Tek pakette ister milkshake ister puding yapabildiğiniz bir ürünümüz var. Hem pratik hem de içerisinde 12 tane vitamin var. İstiyoruz ki annelere, çocuklarına yedirebileceği eğlenceli ama aynı zamanda besleyici bir tatlı alternatifi sunabilelim. İletişimini de tamamen çocuklara yaptık. YouTube’da en çok izlenilen altı çocuk YouTuber bulduk, ürünleri onlara denettik ve “Yer misin, içer misin?” başlığıyla sunduk.

Bulyon tarafında da bir yeniliğimiz var. Tüketici bulyonların suda tam olarak çözülmemesinden şikâyetçiydi. Biz de küp olarak paketlemektense, toz halinde satmaya başladık. Bunun şu an hiç iletişimi yok ama rafta tüketici gördüğü zaman alıyor.
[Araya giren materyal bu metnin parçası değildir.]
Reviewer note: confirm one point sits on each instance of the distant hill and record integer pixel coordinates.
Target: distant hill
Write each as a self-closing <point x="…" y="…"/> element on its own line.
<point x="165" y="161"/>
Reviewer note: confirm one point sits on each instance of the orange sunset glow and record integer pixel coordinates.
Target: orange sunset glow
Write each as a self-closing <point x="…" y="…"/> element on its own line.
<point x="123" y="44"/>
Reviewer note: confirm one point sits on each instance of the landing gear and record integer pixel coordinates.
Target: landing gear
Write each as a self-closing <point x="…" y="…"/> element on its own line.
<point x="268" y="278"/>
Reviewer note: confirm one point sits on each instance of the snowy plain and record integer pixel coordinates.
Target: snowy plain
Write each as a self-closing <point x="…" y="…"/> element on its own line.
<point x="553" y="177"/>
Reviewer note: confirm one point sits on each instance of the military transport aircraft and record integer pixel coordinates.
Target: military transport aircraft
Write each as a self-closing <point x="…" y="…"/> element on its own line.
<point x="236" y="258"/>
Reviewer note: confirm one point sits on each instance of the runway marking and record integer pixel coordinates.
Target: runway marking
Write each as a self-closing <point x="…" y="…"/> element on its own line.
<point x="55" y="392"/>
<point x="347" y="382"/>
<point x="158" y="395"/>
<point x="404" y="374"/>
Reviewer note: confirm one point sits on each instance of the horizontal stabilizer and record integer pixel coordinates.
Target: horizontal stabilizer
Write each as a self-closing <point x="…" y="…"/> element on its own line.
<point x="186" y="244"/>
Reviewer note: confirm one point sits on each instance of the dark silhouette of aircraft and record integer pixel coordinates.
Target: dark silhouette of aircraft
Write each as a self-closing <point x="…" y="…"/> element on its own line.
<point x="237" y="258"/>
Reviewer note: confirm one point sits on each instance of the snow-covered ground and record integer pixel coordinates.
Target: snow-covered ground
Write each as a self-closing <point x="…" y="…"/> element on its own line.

Bu tamamen tüketici ihtiyacının doğru öngörülmesi ve paket olarak da iyi yansıtılmasının bir örneği.

Bizim Mutfak tarafında son dönemde paket tasarımları konusunda çok ciddi çaba sarf ediyoruz. Annelerin doğallık beklentisi ve paketin içinde ne olduğunu görme isteği doğrultusunda yeni çorba paketlerimizi hazırladık. İçi dışı bir paket diyoruz. Diğer ürün ambalajlarımızda da bir yenilenmeye gideceğiz. Yeni çorba segmentindeki kadar premium olmayacak ama biraz değiştirmeyi planlıyoruz.

Son olarak 2019 takviminizde neler var?

2018 Bizim Mutfak’ın yılıydı. Marka relansmanını, konumlamasını yaptık. 2019’da sahneye Kemal Kükrer’i alacağız. Yeni ürünlerimizi ve markayı parlatmak üzere bir marka yatırımı olacak. Ancak Bizim Mutfak’ta da yeni ürünlerimiz olacak. Kategoriyi zenginleştirmeye oynuyoruz.